Das Stadion von Kourion liegt 20 Kilometer westlich von Lemesos (Limassol), an der Straße Richtung Pafos (Paphos), und ist das einzige Stadion der Antike, das jemals auf Zypern gefunden wurde. Es stammt aus dem 2. Jahrhundert und bot 6.000 Zuschauern Platz. Archäologische Quellen lassen darauf schließen, dass hier in der Antike die Disziplinen des Fünfkampfs ausgetragen wurden.

Der Eintritt in das Stadion ist kostenlos.

Archäologische Stätte Kourion – Audio-Führung

 

Die Kirche der Agia Anastasia

Bei der im Dorf Polemidia gelegenen Kirche Agia Anastasia handelt es sich um einen Komplex aus zwei Kuppelkirchen. Die ältere, vermutlich aus dem 12. Jahrhundert stammende Kreuzkuppelkirche befindet sich auf der östlichen Seite des Kirchenkomplexes. Die zweite Kirche liegt auf der westlichen Seite der Anlage. Sie wurde im 14. Jahrhundert im selben architektonischen Stil wie die ältere Kirche gebaut. Die noch erhaltenen Wandmalereien stammen aus dem 14., 15. und 17. Jahrhundert.

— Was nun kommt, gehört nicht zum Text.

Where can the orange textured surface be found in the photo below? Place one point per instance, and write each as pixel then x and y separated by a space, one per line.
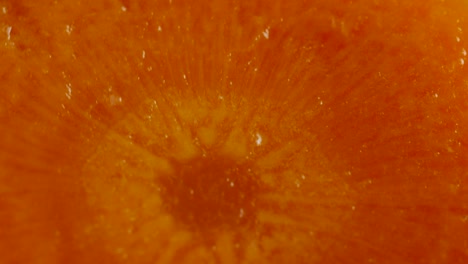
pixel 233 131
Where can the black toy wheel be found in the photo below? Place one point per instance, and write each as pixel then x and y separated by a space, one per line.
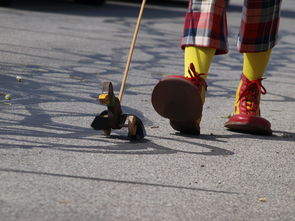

Bezirk: Lemesos (Limassol)
Adresse: Polemidia, 5 km nördlich von Lemesos
GPS-Koordinaten: Lat: 34.700919 Lon: 32.999997
Öffnungszeiten: Tagsüber zu jeder angemessenen Zeit.
Wann: Das ganze Jahr über.
An gesetzlichen Feiertagen geschlossen.
Eintrittspreis: Kostenlos.
  Die Öffnungs- und Schließzeiten sowie der Eintrittspreis können sich ohne Vorankündigung ändern. Besuchern wird daher empfohlen, sich im Vorfeld zu informieren.